Anyway, with a proper testing harness in place for our version control code, we've been pretty good about ensuring new code is properly tested. When people submit new hooks or patches to existing hooks, we can push back and refuse to grant review unless tests are included. When someone requests a new deployment to the server, we can look at what changed, cross-reference to test coverage, and assess the riskiness of the deployment. We're getting to the point where we just trust our tests and server deployments are minor events. Concerns over accidental regressions due to server changes are waning. We can tell people if you really care about this not breaking, you need a test and if you add a test, we'll support it for you. People are often more than happy to write tests to ensure them peace of mind, especially when that test's presence shifts maintenance responsibility away from them.
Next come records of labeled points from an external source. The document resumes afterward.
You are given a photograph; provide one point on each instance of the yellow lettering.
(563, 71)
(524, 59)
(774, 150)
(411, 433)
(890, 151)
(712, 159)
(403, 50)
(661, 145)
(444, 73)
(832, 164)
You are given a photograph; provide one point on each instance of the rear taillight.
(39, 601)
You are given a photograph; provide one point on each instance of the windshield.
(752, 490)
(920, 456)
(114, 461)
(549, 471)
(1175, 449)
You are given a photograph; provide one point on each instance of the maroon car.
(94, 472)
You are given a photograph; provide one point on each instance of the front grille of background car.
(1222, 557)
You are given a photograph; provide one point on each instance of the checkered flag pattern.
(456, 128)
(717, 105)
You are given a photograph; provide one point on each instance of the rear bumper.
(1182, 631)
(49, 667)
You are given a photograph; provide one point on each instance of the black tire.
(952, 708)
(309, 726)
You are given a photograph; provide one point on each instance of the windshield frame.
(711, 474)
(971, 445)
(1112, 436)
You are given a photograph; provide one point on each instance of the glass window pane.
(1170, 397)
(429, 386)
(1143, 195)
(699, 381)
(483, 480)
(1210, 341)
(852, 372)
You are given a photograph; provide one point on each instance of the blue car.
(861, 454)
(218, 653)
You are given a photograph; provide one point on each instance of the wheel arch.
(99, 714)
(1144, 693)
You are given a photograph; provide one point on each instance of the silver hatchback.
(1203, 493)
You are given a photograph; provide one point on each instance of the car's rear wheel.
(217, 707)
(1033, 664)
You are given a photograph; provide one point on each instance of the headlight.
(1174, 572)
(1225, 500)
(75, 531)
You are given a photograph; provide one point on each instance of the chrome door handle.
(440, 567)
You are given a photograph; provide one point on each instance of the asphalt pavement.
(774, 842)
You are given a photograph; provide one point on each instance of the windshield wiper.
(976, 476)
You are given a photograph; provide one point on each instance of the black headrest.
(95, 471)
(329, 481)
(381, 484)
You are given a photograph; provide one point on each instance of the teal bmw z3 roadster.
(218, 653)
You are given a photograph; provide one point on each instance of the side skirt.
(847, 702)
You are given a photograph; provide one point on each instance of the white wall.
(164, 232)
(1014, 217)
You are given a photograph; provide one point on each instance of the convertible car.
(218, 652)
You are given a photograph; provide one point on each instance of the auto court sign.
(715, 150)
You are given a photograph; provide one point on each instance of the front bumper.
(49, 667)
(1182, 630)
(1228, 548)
We're happy because we don't have many surprises (and fire drills) at deployment time. It's a win-win!

So, what's next? Good question! We still have a number of large gaps in our test coverage. Our code to synchronize repositories from the master server to read-only slaves is likely the most critical omission. We also don't yet have a good way of reproducing our server environment. Ideally, we'd run the continuous integration in an environment that's very similar to production. Same package versions and everything. This would also allow us to simulate the actual hg.mozilla.org server topology during tests. Currently, our tests are more unit-style than integration-style. We rely on the consistent behavior of Mercurial and other tools as sufficient proxies for test accuracy and we back those up with running the tests on the staging server before production deployment. But these aren't a substitute for an accurate reproduction of the production servers, especially when it comes to things like the replication tests. We'll get there some day. I also have plans to improve Mercurial's test harness to better facilitate some of our advanced use cases. I would absolutely love to make Mercurial's .t test harness more consumable outside the context of Mercurial. (cram is one such attempt at this.) We also need to incorporate the Git server code into this repository. Currently, I'm pretty sure everything Git at Mozilla is untested. Challenge accepted!

In summary, our story for testing version control at Mozilla has gone from a cobbled together mess to something cohesive and comprehensive. This has given us confidence to move fast without breaking things. I think the weeks of people time invested into improving the state of testing was well spent and will pay enormous dividends going forward. Looking back, the mountain of technical debt now looks like a mole hill. I feel good knowing that I played a part in making this change.